Is mead more like beer or wine?

Thursday, 21 January, 2021

Is mead more like beer or wine?

Believed to be the oldest fermented drink in the world, mead is also commonly known as ‘honey wine’ as it’s traditonally made from honey. So what on earth is mead and is it more like beer or wine?

Most people’s knowledge of mead (outside of Europe at least) is limited to Skyrim or Game of Thrones; however, this unique drink is on the rise worldwide.

Historically, the beverage has been popular amongst ancient Greek, African and Chinese cultures as they are known to have used mead in their diets as far back as 3000 BCE. It is also frequently consumed in Eastern Europe and Russia.

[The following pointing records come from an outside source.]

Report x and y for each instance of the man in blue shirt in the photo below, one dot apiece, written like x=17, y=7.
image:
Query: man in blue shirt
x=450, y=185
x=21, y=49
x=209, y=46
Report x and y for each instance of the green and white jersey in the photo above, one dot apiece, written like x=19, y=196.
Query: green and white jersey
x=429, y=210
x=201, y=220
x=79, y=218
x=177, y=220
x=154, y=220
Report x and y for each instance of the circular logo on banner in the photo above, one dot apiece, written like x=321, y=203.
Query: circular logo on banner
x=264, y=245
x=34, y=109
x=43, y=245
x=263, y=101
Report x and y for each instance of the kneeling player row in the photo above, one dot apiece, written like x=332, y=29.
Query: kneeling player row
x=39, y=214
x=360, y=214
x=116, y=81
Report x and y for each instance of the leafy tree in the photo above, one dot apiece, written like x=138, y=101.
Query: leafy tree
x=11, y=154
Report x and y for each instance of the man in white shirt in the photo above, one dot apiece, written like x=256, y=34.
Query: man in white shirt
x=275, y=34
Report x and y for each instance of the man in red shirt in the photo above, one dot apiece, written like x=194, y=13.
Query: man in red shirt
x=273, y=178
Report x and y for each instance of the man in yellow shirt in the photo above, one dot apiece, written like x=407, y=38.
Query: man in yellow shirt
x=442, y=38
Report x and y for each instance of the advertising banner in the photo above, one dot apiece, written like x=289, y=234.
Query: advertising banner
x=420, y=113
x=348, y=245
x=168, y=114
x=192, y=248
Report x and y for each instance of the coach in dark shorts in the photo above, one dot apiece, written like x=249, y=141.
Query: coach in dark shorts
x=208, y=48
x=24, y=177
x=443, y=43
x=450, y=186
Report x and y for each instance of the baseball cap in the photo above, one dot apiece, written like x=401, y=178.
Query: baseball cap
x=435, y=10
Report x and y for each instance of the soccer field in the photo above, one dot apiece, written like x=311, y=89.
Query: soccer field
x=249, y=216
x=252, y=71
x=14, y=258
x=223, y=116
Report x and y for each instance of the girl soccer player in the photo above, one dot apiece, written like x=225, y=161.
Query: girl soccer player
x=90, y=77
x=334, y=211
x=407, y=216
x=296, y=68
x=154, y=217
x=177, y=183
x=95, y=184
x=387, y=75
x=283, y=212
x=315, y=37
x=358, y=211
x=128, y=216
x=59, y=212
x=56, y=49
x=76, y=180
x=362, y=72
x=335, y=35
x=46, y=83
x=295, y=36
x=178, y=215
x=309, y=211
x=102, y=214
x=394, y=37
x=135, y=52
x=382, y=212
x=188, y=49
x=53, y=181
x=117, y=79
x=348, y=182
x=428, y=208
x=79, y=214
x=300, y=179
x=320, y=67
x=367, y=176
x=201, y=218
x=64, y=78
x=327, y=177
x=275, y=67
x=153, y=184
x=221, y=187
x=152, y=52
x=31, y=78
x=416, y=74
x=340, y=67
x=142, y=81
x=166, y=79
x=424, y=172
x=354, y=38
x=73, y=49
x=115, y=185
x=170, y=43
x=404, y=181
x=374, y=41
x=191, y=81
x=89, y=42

Today, Poland is the largest mead producer; however, the US is racing to take the crown with a new meadery said to be opening on average every three days.

In Australia, Honey Wines Australia brews mead using honey produced from its own hives scattered throughout the Hunter Region of NSW, from Toronto to Pokolbin. The company recently purchased another 50 hives to increase honey production, making them one of the busiest and fastest growing mead breweries in Australia. The honey used in their mead has been filtered but otherwise untouched, with no artificial additives.

Just like beer, mead is often flavoured with spices, fruits, hops or grains. It is generally higher in alcohol than beer and more in line with grape wine — typically anywhere from 8 to 20%. While it can be carbonated, it is more commonly still.

According to Honey Wines Australia owner Martin Jackson: “Honey wine is a very unique drink. Unlike grape wine, which is limited to a few grape varieties, mead can have almost unlimited flavours. This makes it exciting for us to bring new flavours out in the future as it is only limited by our imagination.”

The current line-up of mead flavours at Honey Wines Australia includes: traditional plain mead, Turkish delight, chai, watermelon, orange and pink grapefruit, lemon and ginger, and peach and passionfruit.

Honey Wines Australia said it now has plans to open a cellar door in the Pokolbin Hunter Valley wine trail in 2021.